When I first started giving speeches about the flat tax in the 1990s, I focused on the pro-growth and pro-competitive impact of lower marginal tax rates and reductions in double taxation.
People largely agreed with those points, but they didn’t get excited.
I soon learned that they instinctively liked the flat tax because they saw it as a way of cleaning out the stables of a corrupt system. In other words, they wanted tax reform mostly for reasons of fairness.
But with fairness properly defined, meaning all taxpayers playing by the same rules. Not the left’s definition, which is based on punishing success with high marginal tax rates.
Steve concurs.
So can the flat tax catch the populist tide of voter rage and angst over an economy that has squeezed the middle class for nearly a decade? Who knows? What seems certain is Democrats will run a class warfare campaign of raising tax rates on the rich. But envy isn’t an economic revival policy. Republicans can win this debate by going on the offensive and reminding voters that the best way to grow the economy, create jobs, and increase tax payments by the rich is to flatten the code. Flat is the new fair.
So does this mean the flat tax is a slam-dunk issue?
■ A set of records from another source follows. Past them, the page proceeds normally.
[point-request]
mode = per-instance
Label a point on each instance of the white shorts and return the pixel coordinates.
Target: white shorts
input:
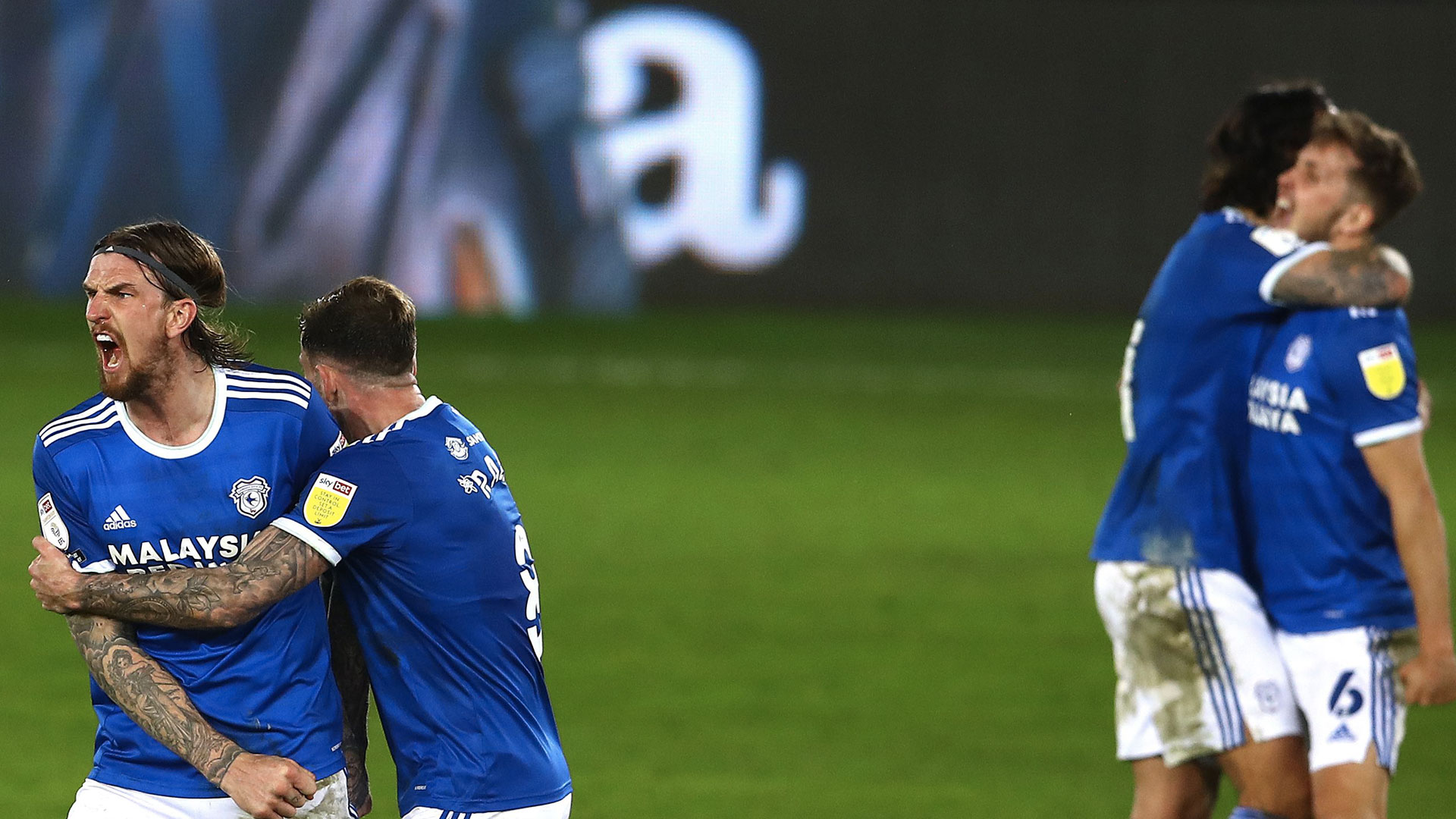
(99, 800)
(1196, 662)
(1348, 691)
(560, 809)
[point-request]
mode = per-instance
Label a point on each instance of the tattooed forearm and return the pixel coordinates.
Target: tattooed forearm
(1367, 278)
(274, 566)
(353, 678)
(150, 695)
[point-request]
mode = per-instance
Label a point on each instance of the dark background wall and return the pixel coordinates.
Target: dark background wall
(1044, 155)
(959, 156)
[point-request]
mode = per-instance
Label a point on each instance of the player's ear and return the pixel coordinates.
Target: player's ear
(181, 315)
(1357, 218)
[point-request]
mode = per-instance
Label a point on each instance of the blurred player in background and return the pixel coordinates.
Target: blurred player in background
(187, 452)
(1199, 672)
(1348, 541)
(433, 563)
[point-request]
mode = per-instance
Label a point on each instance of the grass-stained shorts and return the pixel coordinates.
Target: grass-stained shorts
(1196, 659)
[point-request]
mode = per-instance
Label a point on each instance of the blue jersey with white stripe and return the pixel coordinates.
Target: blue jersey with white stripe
(437, 572)
(115, 500)
(1329, 384)
(1194, 344)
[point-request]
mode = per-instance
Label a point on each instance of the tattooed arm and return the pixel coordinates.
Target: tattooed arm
(1373, 276)
(274, 566)
(267, 787)
(353, 679)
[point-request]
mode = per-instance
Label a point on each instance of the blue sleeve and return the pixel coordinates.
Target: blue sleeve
(1256, 260)
(319, 438)
(1370, 365)
(61, 519)
(360, 497)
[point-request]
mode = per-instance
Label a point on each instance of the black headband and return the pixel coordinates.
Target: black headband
(156, 267)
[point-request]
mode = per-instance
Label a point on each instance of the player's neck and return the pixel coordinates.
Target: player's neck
(1253, 218)
(180, 407)
(379, 407)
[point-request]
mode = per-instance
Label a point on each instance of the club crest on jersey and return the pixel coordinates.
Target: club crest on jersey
(251, 496)
(1383, 372)
(457, 447)
(328, 500)
(1298, 353)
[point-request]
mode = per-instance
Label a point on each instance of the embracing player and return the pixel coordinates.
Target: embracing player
(1199, 672)
(433, 564)
(181, 460)
(1348, 541)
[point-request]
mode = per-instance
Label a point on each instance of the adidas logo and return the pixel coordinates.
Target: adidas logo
(118, 519)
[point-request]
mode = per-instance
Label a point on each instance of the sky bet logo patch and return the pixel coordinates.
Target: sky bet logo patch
(328, 500)
(1383, 372)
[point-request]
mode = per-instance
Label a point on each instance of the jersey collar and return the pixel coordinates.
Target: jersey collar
(188, 449)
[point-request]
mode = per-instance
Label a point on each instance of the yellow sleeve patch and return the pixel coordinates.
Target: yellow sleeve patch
(328, 500)
(1383, 371)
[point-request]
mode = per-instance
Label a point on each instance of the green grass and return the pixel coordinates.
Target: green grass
(791, 566)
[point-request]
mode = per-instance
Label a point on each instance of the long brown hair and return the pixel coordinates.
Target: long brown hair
(193, 259)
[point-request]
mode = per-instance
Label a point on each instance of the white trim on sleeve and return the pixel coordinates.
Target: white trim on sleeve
(1282, 267)
(1389, 431)
(309, 537)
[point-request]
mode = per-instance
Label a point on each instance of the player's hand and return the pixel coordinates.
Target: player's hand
(53, 579)
(1430, 679)
(268, 787)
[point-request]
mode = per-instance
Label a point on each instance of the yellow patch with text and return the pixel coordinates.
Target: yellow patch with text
(1383, 371)
(328, 500)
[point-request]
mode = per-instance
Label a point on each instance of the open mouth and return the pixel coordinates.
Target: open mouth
(109, 352)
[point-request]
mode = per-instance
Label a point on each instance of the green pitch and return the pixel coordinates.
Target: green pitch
(789, 566)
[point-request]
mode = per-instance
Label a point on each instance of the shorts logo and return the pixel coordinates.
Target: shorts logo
(251, 496)
(1346, 701)
(328, 500)
(52, 523)
(1298, 353)
(457, 449)
(1269, 695)
(1383, 372)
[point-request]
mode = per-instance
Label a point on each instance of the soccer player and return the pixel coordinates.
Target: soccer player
(180, 461)
(433, 564)
(1348, 541)
(1199, 673)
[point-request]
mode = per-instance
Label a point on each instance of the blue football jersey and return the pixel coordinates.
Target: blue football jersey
(1329, 384)
(437, 572)
(115, 500)
(1194, 344)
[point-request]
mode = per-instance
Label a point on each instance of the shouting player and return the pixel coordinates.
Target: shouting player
(1200, 678)
(433, 564)
(185, 455)
(1348, 541)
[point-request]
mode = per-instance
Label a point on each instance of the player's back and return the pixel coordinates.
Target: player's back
(437, 572)
(1194, 344)
(120, 502)
(1329, 384)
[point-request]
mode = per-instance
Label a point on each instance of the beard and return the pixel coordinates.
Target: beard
(142, 376)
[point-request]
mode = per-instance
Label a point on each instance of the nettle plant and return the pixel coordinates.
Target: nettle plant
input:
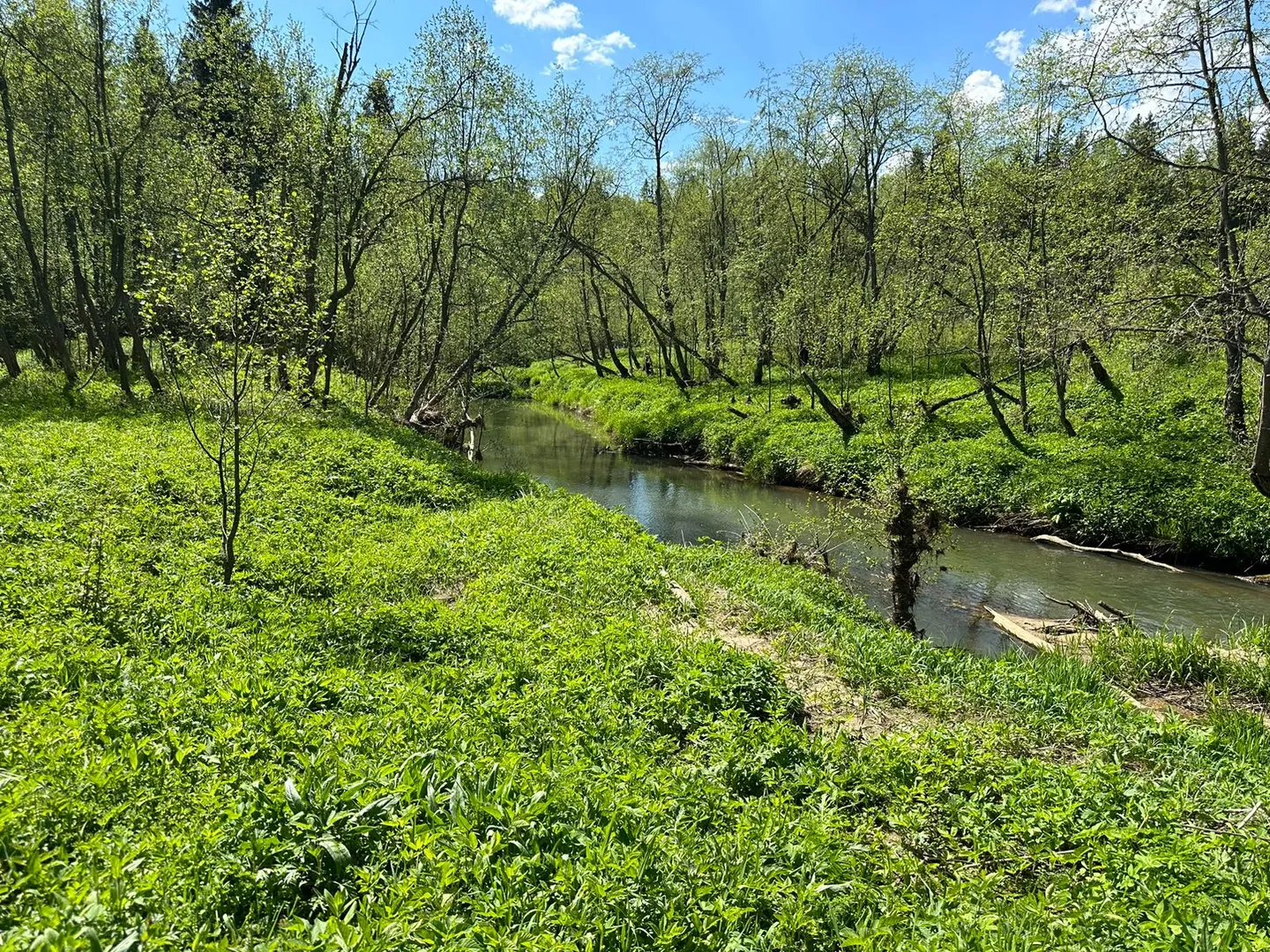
(228, 294)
Ramesh Ponnuru of National Review is unconvinced. Here’s some of what he wrote about the candidates pushing fundamental reform.
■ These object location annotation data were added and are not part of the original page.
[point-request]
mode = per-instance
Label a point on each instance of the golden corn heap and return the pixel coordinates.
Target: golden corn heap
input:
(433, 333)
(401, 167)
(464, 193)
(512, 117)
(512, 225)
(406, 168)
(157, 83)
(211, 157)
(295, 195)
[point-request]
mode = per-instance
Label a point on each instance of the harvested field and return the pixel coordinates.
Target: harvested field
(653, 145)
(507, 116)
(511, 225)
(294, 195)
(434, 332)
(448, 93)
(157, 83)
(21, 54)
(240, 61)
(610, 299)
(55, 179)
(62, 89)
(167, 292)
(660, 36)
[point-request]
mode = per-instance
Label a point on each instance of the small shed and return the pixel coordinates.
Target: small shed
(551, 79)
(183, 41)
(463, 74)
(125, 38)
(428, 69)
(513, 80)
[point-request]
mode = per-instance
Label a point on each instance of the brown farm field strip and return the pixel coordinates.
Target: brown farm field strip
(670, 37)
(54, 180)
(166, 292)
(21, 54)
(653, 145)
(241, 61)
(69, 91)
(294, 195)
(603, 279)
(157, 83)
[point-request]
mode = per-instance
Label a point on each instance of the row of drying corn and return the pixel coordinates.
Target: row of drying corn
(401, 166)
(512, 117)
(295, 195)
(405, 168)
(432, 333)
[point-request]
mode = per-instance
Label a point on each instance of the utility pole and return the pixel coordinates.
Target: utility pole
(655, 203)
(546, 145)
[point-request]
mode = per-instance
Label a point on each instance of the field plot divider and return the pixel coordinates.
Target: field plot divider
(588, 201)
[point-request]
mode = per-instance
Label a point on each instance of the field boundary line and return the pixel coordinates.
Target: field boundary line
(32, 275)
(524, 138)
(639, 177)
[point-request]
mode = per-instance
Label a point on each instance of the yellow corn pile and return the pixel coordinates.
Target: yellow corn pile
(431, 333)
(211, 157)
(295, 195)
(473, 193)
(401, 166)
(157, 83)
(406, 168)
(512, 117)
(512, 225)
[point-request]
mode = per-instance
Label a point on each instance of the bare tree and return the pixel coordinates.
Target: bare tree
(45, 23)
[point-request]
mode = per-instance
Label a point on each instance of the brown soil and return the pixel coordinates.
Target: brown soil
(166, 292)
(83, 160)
They may have some creative ideas to get around problems with previous flat-tax proposals. But I have my doubts about whether a flat tax could be…as politically attractive as Moore suggests.
Ramesh is particularly skeptical whether the flat tax can be more appealing than the Lee-Rubio tax plan.
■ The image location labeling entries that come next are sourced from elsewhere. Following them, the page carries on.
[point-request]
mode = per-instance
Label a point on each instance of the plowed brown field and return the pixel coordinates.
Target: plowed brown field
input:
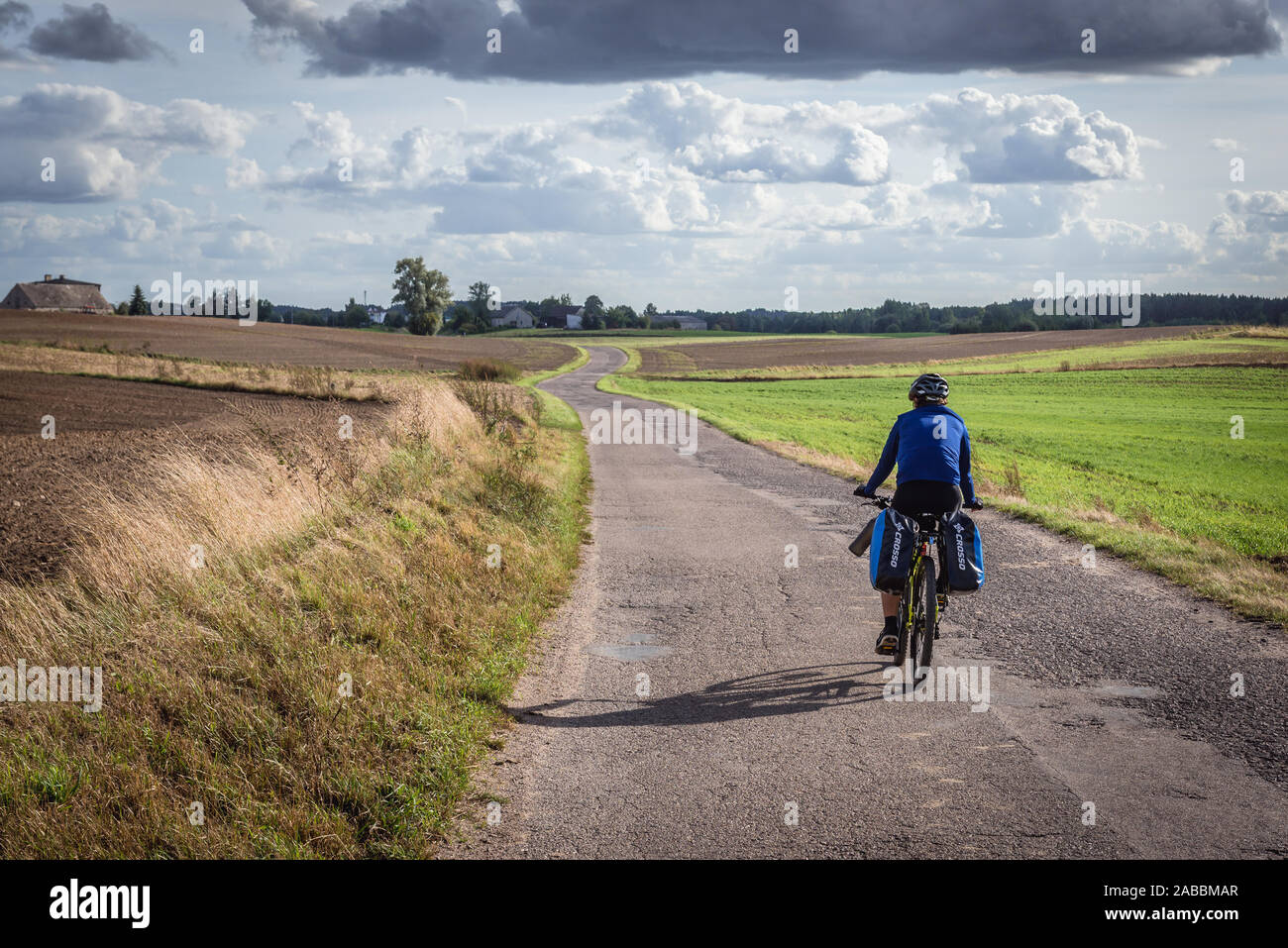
(269, 343)
(106, 434)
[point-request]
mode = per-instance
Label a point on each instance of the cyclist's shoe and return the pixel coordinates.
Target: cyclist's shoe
(888, 639)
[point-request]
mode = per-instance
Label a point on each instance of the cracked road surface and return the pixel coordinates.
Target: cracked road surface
(763, 730)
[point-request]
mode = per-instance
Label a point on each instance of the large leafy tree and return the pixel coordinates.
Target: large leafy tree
(424, 292)
(480, 294)
(138, 301)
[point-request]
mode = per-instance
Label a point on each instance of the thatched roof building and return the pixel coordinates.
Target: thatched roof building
(62, 295)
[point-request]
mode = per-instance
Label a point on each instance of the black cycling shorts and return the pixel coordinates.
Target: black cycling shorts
(913, 497)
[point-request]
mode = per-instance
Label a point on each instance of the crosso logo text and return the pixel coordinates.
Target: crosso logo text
(967, 685)
(60, 685)
(209, 298)
(644, 427)
(896, 545)
(132, 901)
(1094, 298)
(960, 543)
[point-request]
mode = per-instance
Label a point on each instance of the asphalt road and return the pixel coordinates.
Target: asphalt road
(763, 730)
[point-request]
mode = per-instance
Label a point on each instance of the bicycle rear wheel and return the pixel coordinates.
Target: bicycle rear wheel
(931, 616)
(910, 631)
I have my doubts about whether a flat tax could be free from the objections Moore raises against Lee-Rubio… A 15 percent flat tax could also expose many more millions of people to tax increases than Lee-Rubio does; and it seems highly unlikely to reduce tax bills for as many people as Lee-Rubio does.
At the risk of sounding like a politician, I agree with both Steve and Ramesh.
Taking them in reverse order, Ramesh is correct that a flat tax faces an uphill battle. He specifically warns that a flat tax might result in higher fiscal burdens for millions of middle-class taxpayers.
Ultimately, that would depend on the tax rate, the size of the family-based allowance, and whether tax reform also was a tax cut. And those choices could be easier to make if Republicans actually demonstrated some political acumen and modernized the revenue-estimating system at the Joint Committee on Taxation.
And Ramesh also points out, quite appropriately, that the flat tax will create strong opposition from interest groups that benefit from provisions in the current system.
But Steve is correct that people want bold reform, which is a proxy for ending tax-code corruption. I’ve already praised the Lee-Rubio plan, which Ramesh likes, but I have a hard time imagining that such a plan will seize the public imagination like a flat tax.
Moreover, the Lee-Rubio plan is a huge tax cut. Since I think good reform is more likely if a plan lowers the overall tax burden, I consider that to be a feature rather than a bug.
But it does mean you have to fight a two-front war, battling both those who benefit from the current system as well as those who don’t want to reduce the flow of revenue to Washington.
These are big obstacles, whether we’re talking about an incremental plan like Lee-Rubio or big-picture reform like a flat tax.
Which is why, regardless of what happens with elections, I’m not overly optimistic about making progress. Unless, of course, we figure out some way of dealing the growing burden of federal spending. Which necessarily requires genuine entitlement reform.